Orca and The Flower Ice

Adinda Amalia
Chapter #3

02 : Bukan Satu Potong

“Ara!” pekik Jael tepat di depan pintu kamar Ara. “Aku mau nunjukin sesuatu.”

Berselang sebentar, pintu terbuka. Ara muncul sedikit. “Aku gak peduli,” ujarnya datar. “Panggil aku lagi kalo makan malam.”

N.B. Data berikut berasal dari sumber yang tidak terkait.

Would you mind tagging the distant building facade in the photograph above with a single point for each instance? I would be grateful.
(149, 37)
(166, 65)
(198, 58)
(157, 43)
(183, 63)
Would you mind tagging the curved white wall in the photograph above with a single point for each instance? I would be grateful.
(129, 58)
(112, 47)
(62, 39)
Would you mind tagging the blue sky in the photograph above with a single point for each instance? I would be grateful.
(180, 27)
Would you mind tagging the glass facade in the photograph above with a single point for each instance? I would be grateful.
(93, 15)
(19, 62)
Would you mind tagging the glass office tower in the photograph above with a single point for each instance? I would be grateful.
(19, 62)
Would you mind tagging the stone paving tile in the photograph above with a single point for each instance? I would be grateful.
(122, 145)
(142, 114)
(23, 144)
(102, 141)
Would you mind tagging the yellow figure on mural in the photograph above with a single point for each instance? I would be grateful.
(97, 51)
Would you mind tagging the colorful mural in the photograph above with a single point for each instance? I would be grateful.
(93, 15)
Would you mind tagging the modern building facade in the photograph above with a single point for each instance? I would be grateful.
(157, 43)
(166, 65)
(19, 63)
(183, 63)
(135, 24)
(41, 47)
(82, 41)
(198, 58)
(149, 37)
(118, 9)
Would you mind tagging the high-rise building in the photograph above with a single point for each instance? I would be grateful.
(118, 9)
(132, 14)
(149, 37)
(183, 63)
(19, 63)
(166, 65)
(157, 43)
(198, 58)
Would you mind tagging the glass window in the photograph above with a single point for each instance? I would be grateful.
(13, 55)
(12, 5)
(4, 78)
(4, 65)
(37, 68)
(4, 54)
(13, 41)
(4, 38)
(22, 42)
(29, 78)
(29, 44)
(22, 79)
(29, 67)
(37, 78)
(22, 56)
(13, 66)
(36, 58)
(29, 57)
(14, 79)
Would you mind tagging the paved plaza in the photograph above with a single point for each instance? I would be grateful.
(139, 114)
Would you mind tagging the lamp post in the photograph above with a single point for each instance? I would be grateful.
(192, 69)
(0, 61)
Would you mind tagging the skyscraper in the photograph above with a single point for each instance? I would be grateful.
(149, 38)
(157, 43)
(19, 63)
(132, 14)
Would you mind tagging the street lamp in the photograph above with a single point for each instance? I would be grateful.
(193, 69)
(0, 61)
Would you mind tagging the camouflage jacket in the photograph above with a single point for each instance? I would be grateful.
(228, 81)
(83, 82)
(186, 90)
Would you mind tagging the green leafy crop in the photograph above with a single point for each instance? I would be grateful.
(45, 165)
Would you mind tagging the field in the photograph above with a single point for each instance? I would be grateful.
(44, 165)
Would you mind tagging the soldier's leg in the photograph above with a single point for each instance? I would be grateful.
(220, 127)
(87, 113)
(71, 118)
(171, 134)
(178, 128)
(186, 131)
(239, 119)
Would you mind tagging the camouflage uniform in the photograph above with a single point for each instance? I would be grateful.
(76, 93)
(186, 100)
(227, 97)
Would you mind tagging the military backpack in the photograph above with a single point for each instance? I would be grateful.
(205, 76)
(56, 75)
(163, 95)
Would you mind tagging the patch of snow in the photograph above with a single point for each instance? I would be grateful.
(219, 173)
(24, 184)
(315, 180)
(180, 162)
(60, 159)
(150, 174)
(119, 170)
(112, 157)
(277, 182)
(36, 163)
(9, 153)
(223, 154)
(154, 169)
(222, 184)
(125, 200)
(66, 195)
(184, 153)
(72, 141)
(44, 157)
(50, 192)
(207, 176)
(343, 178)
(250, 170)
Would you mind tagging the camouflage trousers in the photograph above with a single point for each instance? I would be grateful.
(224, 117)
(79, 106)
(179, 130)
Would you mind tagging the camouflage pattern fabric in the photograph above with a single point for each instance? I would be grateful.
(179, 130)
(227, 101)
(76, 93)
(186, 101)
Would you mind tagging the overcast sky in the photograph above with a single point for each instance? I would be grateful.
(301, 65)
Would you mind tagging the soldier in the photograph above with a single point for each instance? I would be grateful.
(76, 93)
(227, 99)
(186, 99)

Hampir sama seperti sebelumnya, Jael dibuat mati kata oleh ucapan Ara. Melihat gadis itu hendak menutup pintu, dia buru-buru menahan. “Iya, iya …. Kita makan malam sekarang.”

Setelah sempat mengalihkan pandangan dari Jael, Ara kembali menatapnya. “Tadi katanya mau nunjukin sesuatu?”

“Nunjukin malam malam!”

Kemampuan silat lidah Jael berhasil membawa Ara turun dari lantai dua. Dia tak henti mengajak adik satu-satunya bicara. Tak peduli Ara hanya menjawab ‘iya’, ‘gak’, ‘gak tahu’, atau mengangguk kecil, bahkan tak merespon sama sekali. Jael tetap berceloteh.

Ara mengernyit setelah menuruni tangga. Remang-remang nyaris tanpa cahaya. Jendela lebar di dua sisi dinding terlihat jelas membawa sinar rembulan dari langit. Hening, padahal ada tiga manusia lagi tinggal di sini, tapi seolah ditelan bumi.

Ara sedikit tersentak saat Jael menggandeng tangannya menerobos gelap. Menyisakan bayang-bayang Jael di depannya yang hampir menyatu dengan gelap sekitar.

“Bang, kami mau makan malam!” seru Jael. Tak lama, dia berhenti. Ara di belakangnya ikut diam.

Lampu mendadak menyala. Ara berada di ruang makan. Meja putih polos berubah penuh stiker wajah lucu-lucu, kucing imut, karakter kartun mungil dengan berbagai tingkah.

Yutha memasang senyum lebar, berdiri di balik meja, tepat di hadapan Ara. Landi duduk di dekatnya. Sio agak jauh, duduk posisi miring, meletakkan tangan di atas meja dan sandaran kursi, membelakangi Ara.

Sio mendengus. “Dari sekian tema, kalian gak milih satu pun. Malah jadinya abal-abal.”

“Sederhana atau mewah bukan yang terpenting, Bang,” ujar Jael. Kemudian mendekat ke telinga Ara, berbisik, “Bang Sio sungguh-sungguh bikin tema pesta buat kamu lho.”

Sio mendecak tak suka.

“Gak ada banyak waktu, Bang. Jadi aku cari cara sederhana aja.” Jael mengambil sisa stiker belum tertempel yang tergeletak di atas meja. Menempelkan satu di pipinya, dan satu lagi di pipi Ara. “Asalkan jadi pesta, cukup kok!”

Ara agak tersentak saat Jael tiba-tiba menyentuh pipinya. Ingin menolak atau melepas stiker lucu begitu saja, tapi melihat sumringah si wajah Jael, stiker yang sama pada pipi Landi, Yutha, Sio—dia pasti dipaksa memakainya, menurut Ara—dan semua persiapan ini, Ara tak bisa bersikap bak penghuni jahanam.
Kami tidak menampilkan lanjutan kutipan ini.